Arkansas Democrat-Gazette

Most stocks bounce back somewhat; oil nears $80

- DAMIAN J. TROISE AND ALEX VEIGA

Technology companies and banks led stocks higher on Wall Street on Tuesday, erasing most of the market’s losses from a broad sell-off a day earlier.

The rally, which lost some momentum in the final hour of trading, left the S&P 500 1.05% higher. About 73% of the companies in the benchmark index rose.

Technology stocks did much of the heavy lifting for the broader market, which helped drive the Nasdaq 1.25% higher, its biggest gain since Aug. 23. Chip maker Nvidia rose 3.6% and Microsoft gained 2%.

Communicat­ions stocks also made solid gains after losing ground Monday. Netflix rose 5.2%. Utilities and real estate stocks were the only laggards in the S&P 500.

The S&P 500 rose 45.26 points to 4,345.72. The Dow Jones Industrial Average added 311.75 points, or 0.9%, to 34,314.67, and the Nasdaq gained 178.35 points to 14,433.83.

Small-company stocks also notched gains. The Russell 2000 index picked up 10.89 points, or 0.5%, to 2,228.36.

The gains mark a reversal in the market’s overall trajectory in recent weeks. The S&P 500 fell 4.8% in September, its first monthly drop since January.

Bond yields gained ground.

The 10-year Treasury rose to 1.53% from 1.49% late Monday. Rising bond yields helped lift banks, which rely on higher yields to charge more lucrative interest on loans. Bank of America rose 2% and Citigroup added 1.7%.

Energy prices continued rising. U.S. oil rose 1.7% to $78.93 per barrel. Natural gas futures jumped 9.5%. Rising energy prices have been steadily pushing gasoline prices higher. The average price for a gallon of gas in the U.S. is $3.20, up more than $1 from a year ago, according to AAA.

The rise in energy prices helped lift oil company shares.
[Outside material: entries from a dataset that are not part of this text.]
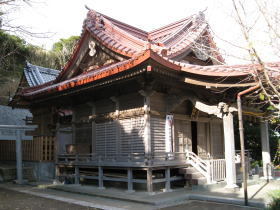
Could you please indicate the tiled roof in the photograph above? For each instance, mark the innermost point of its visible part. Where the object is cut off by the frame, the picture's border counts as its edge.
(103, 72)
(10, 116)
(37, 75)
(137, 46)
(129, 41)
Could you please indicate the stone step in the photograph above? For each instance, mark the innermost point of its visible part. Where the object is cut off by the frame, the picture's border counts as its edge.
(188, 170)
(193, 175)
(198, 181)
(10, 173)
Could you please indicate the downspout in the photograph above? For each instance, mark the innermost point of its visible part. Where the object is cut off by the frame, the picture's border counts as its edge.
(241, 133)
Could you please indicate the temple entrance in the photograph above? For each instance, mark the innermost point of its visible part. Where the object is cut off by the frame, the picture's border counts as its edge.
(182, 136)
(194, 136)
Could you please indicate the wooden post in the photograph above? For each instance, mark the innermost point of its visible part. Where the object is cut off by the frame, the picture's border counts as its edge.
(147, 121)
(19, 157)
(149, 180)
(117, 123)
(77, 175)
(167, 180)
(73, 127)
(130, 180)
(267, 168)
(229, 150)
(93, 129)
(100, 178)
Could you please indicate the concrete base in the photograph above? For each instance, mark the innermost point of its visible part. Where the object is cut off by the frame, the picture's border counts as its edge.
(44, 171)
(130, 191)
(164, 190)
(267, 178)
(232, 188)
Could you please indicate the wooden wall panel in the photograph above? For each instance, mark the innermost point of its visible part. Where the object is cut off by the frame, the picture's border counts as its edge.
(182, 141)
(131, 101)
(105, 106)
(158, 134)
(158, 102)
(202, 139)
(131, 135)
(83, 133)
(217, 140)
(106, 141)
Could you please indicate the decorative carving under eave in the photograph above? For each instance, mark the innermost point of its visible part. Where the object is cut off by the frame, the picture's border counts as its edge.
(113, 116)
(92, 50)
(218, 110)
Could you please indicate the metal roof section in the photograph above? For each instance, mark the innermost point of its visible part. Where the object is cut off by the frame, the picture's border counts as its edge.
(37, 75)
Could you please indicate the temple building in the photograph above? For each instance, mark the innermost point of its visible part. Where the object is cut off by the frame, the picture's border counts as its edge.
(142, 108)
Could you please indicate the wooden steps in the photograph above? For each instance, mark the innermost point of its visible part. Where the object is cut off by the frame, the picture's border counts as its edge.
(9, 173)
(192, 176)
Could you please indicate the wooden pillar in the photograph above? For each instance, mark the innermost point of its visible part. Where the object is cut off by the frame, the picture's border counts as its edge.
(147, 122)
(267, 169)
(167, 180)
(130, 180)
(149, 180)
(73, 127)
(19, 157)
(229, 150)
(56, 152)
(77, 175)
(100, 178)
(117, 123)
(93, 129)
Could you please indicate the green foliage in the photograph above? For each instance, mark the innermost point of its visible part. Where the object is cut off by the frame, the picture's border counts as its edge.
(262, 97)
(275, 204)
(62, 49)
(65, 43)
(14, 51)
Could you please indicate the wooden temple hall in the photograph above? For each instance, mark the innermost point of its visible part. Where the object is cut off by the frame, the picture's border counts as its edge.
(143, 108)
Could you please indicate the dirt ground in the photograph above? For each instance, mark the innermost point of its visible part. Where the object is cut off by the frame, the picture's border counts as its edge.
(11, 200)
(201, 205)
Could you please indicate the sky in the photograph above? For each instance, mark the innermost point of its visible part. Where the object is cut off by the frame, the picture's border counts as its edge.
(64, 18)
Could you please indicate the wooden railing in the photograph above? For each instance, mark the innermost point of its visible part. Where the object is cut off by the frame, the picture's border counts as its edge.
(147, 159)
(41, 148)
(214, 169)
(217, 169)
(201, 165)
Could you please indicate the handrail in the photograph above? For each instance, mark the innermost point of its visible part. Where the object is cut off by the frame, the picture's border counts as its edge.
(199, 164)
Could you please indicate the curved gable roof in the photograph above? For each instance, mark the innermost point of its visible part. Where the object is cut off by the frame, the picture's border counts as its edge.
(38, 75)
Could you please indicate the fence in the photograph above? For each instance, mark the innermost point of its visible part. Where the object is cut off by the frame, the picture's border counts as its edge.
(218, 169)
(41, 148)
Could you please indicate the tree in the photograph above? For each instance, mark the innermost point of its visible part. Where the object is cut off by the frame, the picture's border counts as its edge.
(265, 75)
(63, 49)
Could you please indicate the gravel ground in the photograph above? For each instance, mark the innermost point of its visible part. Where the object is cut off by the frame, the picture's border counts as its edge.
(11, 200)
(201, 205)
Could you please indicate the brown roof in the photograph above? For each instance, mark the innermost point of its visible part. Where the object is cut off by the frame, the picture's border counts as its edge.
(138, 46)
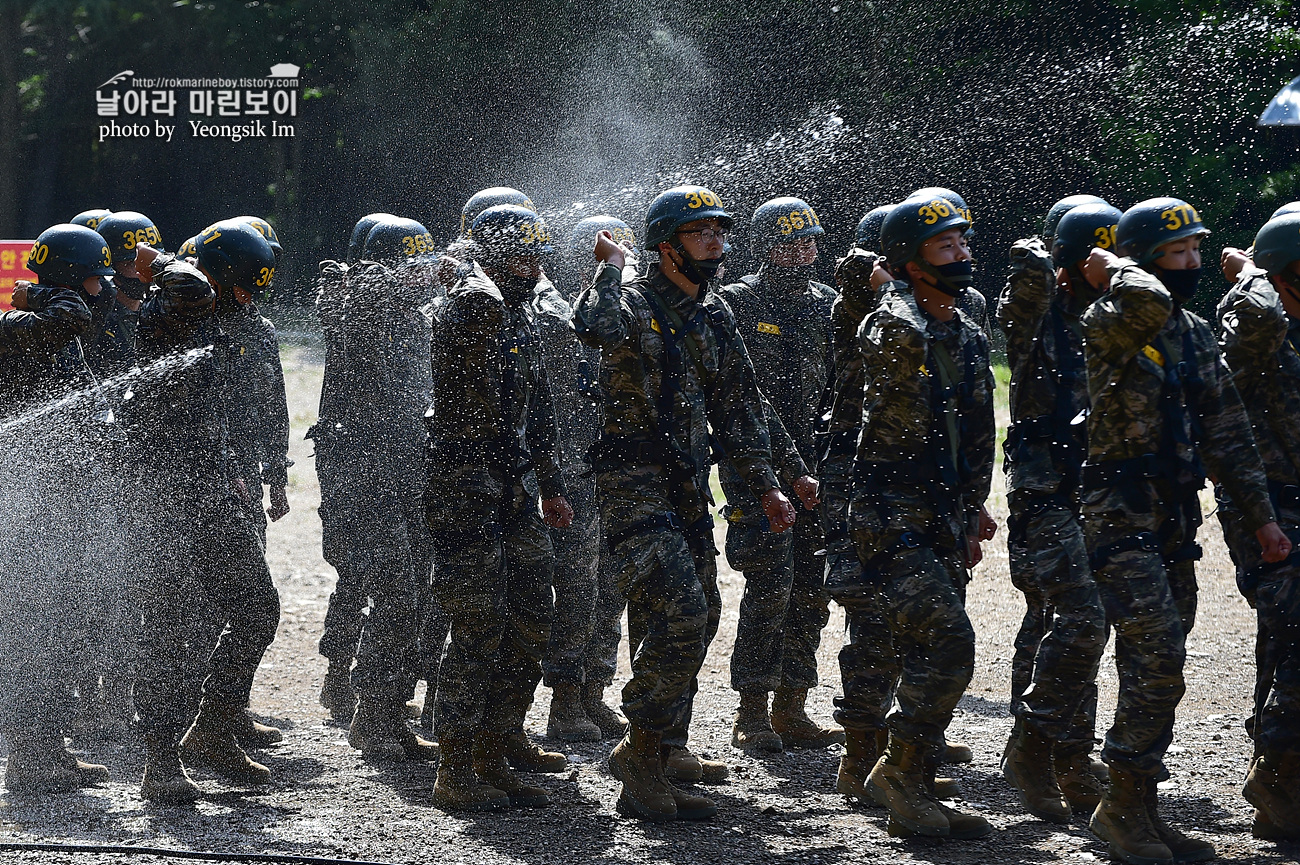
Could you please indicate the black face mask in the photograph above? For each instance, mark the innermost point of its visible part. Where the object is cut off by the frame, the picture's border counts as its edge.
(952, 279)
(1181, 284)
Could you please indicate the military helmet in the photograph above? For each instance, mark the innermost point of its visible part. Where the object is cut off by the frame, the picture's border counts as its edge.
(867, 234)
(914, 221)
(492, 197)
(1082, 228)
(783, 219)
(677, 206)
(583, 237)
(237, 255)
(399, 241)
(1061, 208)
(124, 230)
(948, 195)
(1149, 224)
(359, 233)
(1290, 207)
(68, 255)
(90, 219)
(505, 230)
(1278, 242)
(267, 232)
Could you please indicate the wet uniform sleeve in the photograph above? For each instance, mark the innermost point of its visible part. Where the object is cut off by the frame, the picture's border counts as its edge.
(599, 319)
(1129, 316)
(736, 410)
(1026, 299)
(59, 318)
(544, 433)
(1227, 444)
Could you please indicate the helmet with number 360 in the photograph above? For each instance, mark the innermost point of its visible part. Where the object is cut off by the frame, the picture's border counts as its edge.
(914, 221)
(1080, 229)
(237, 256)
(124, 230)
(677, 206)
(68, 255)
(780, 220)
(1149, 224)
(399, 241)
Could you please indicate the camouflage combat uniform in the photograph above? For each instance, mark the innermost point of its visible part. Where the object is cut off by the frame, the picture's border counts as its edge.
(493, 453)
(1064, 631)
(1162, 406)
(196, 524)
(1261, 345)
(922, 472)
(784, 319)
(671, 370)
(869, 666)
(585, 632)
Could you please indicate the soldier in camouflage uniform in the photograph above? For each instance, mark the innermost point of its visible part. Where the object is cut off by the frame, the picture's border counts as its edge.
(922, 472)
(1164, 414)
(581, 657)
(200, 527)
(493, 450)
(39, 632)
(1047, 758)
(385, 350)
(672, 368)
(784, 316)
(1260, 337)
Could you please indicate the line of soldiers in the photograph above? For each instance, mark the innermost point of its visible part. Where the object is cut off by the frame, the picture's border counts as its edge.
(510, 457)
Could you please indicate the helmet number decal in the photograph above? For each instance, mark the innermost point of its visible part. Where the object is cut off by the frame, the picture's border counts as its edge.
(935, 211)
(701, 197)
(1179, 216)
(1105, 236)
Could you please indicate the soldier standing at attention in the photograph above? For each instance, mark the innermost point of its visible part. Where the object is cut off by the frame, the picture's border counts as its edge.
(784, 318)
(1048, 757)
(1260, 327)
(672, 371)
(922, 474)
(493, 445)
(1165, 414)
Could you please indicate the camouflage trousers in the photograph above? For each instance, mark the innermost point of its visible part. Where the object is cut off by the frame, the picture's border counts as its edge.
(588, 606)
(211, 540)
(923, 601)
(493, 566)
(1058, 647)
(1274, 593)
(784, 606)
(1151, 602)
(671, 589)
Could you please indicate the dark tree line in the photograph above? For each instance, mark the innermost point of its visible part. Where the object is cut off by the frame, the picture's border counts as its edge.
(411, 106)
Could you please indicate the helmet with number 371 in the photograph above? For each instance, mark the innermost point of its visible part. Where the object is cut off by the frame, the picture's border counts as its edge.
(677, 206)
(780, 220)
(237, 256)
(1148, 225)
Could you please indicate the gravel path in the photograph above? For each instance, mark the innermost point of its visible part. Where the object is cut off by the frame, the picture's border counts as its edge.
(326, 801)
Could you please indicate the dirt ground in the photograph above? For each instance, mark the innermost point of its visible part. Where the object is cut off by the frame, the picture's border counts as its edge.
(326, 801)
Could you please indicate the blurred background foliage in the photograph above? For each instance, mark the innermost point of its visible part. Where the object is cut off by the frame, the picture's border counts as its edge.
(410, 106)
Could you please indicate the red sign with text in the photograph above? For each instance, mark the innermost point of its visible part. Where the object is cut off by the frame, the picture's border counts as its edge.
(13, 267)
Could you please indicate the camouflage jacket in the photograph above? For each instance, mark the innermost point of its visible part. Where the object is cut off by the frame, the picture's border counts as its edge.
(1049, 383)
(259, 415)
(1134, 337)
(572, 370)
(492, 397)
(910, 418)
(31, 342)
(1261, 346)
(718, 393)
Chevron rose 1.1% and Hess rose 1.6%.

A wide range of companies that focus on consumer services gained ground following an encouragin­g update on the services sector, which is the largest part of the U.S. economy. The Institute for Supply Management reported that the sector continued growing in September and at a faster pace than economists expected. Chipotle rose 1.4% and Carmax gained 3%.

The market has been choppy for weeks as investors try to gauge how the economy will continue its recovery with covid-19 and the highly contagious delta variant crimping consumer spending and job growth. Inflation concerns have been driving much of the up-anddown shifts for technology companies and the broader market.

Rising inflation has been prompting businesses from Nike to Sherwin-Williams to temper sales forecasts and warn investors that higher costs will hurt financial results.

Supply chain disruption­s and delays, along with rising raw materials costs, are among the key problems facing companies as they try to continue recovering from the pandemic.

The lingering problems prompted the Internatio­nal Monetary Fund to trim its forecast for global growth this year.

Still, Wall Street is still expecting solid corporate profit growth when the third-quarter earnings season kicks off later this month. S&P 500 companies are projected to post a 27.7% increase in earnings for the July-September quarter versus a year earlier, according to FactSet.

Facebook rose 2.1%. The stock fell nearly 5% on Monday as the company suffered a worldwide outage and faced political fallout after a former employee told “60 Minutes” that the company has consistent­ly chosen its own interests over the public good. The former employee, Frances Haugen, testified in front of Congress on Tuesday.

Stock markets in Europe rose, while markets in Asia were mostly lower.